From the moment we are born we start changing.  As children the changes come quickly in every way possible.  Six months can bring huge shifts physically, emotionally, and mentally.  Along the way, the teenage years and puberty come along, bringing changes we don’t even understand.
We find our way in high school, maybe college or a job.  We meet new friends, while keeping a few of the old ones.  Some move away from home never to return.  Others live within a short walk of where they were born.  
If we are lucky, we continue to change with a spouse, then children.  Sometimes we feel the changes and sometimes we aren’t even aware they are happening.  After grandchildren, you start to evaluate your life a bit more.  
Perhaps it is because grandkids remind you of your own time as a child.  As a parent you didn’t have the time to see it, what with colds, diapers, tennis, and school.  As a grandparent, you are more removed and see each incredible change as it happens before your eyes.  
Grands are so innocent, believing almost anything you tell them.  They have more energy than you ever remember having and never tire of playing a game, any kind of game.
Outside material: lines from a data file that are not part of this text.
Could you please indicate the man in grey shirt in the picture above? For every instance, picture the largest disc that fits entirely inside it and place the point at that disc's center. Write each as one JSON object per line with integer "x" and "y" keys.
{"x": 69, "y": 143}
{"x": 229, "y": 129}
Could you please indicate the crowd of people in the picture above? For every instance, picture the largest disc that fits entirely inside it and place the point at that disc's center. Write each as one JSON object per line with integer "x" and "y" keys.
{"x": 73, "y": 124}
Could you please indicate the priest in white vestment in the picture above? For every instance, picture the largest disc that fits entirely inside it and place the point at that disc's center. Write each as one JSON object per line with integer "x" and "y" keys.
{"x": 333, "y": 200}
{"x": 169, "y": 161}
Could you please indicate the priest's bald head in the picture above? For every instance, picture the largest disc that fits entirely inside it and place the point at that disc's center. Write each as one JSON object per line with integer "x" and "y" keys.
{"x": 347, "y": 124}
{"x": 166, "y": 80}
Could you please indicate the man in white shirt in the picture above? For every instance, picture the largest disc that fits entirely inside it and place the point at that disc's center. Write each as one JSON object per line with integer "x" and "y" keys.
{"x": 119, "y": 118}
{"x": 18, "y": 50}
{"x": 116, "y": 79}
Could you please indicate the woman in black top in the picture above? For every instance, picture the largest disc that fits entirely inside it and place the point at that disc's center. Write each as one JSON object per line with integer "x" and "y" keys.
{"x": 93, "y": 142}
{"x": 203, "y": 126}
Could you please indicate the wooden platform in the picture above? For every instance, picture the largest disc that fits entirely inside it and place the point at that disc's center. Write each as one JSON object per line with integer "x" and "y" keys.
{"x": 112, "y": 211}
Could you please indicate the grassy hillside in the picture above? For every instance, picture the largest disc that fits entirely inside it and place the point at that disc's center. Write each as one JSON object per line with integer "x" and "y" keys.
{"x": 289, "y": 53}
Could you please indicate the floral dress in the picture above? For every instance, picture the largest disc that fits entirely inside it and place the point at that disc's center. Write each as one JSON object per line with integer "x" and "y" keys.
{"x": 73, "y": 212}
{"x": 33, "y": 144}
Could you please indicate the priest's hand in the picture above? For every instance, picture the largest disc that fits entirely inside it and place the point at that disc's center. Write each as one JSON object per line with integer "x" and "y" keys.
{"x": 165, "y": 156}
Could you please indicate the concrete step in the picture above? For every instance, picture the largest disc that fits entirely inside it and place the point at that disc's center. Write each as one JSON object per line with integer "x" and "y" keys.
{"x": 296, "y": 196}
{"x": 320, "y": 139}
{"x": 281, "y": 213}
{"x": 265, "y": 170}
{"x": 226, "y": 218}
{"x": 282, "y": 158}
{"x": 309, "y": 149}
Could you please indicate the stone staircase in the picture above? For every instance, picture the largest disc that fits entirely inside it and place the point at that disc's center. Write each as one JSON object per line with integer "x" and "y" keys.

Maybe it is this constant change in our lives that makes us cling to certain constants, things that never seem to change.  For instance, green has always been my favorite color.  I am driving my 13th Volvo.  Chicken Divan is hands down my favorite dish, but vanilla has always been my favorite ice cream.
Compass Lake has always been a constant in my life, tying me back to my parents, grandparents, and even great-grandparents, but now more importantly with my children and grandchildren.  It is never exactly the same as in my childhood memories, but they are having a ball.
The truth is almost everything has changed in my 62 short years, from my waist size to the color of my hair.  My bones creak more when I get up and my muscles ache more when I go to bed.  I snore, according to my wife, though that has never been independently verified.
There has always been one thing, though, that has held steadfast in my life.  No matter where I have been or who I have been with, there has been one thing I could count on to be the same.  It tied me back to the Summer of my eighth year at Compass Lake.  I had my tonsils taken out and my mother gave me a mayonnaise sandwich to get me to eat something.  It was a love affair that never wavered.
Mayonnaise.  More specifically, Kraft mayonnaise has been with me every step of the way.  An occasional taste of Hellman’s was acceptable in a crunch, but never to buy for the cupboard.  Even my grandmother’s homemade mayonnaise did not hold a candle to the smooth, creamy, rich texture of Kraft mayonnaise.
I ate mayonnaise sandwiches, usually preferring Colonial bread because the larger holes allowed more mayo to soak into the bread.  I spread it with a spoon rather than a knife and knew I had enough when it squished out the side.  
For over 50 years, I never wavered.  It was Kraft only and always.  It was the one thing in my life that never changed.    
Then it happened.  It started with a single packet from Hardee’s. Duke’s mayonnaise.  The packet was yellow, more like a mustard pack.  The taste was oddly different, but in a good way.  In a month, I bought my first jar of Duke’s, feeling almost unfaithful.
Duke’s is a southern thing, started by a Mrs. Duke who spread her homemade mayonnaise on sandwiches to sell to soldiers during World War I at Fort Sevier in South Carolina.  It is still hard to buy outside the south.  
Duke’s one amazing secret?  It has no sugar or sweetener of any kind.  No other commercial mayo can make that claim, though it is still loaded with fat.
I made an unthinkable change after 50 years, proving you can teach an old dog new tricks.  If you have any trouble finding Duke’s mayonnaise in the grocery store, drop by my house.  You will find it in the refrigerator door where the Kraft’s mayo used to be.  If you have some time, we’ll even make a sandwich to try it out.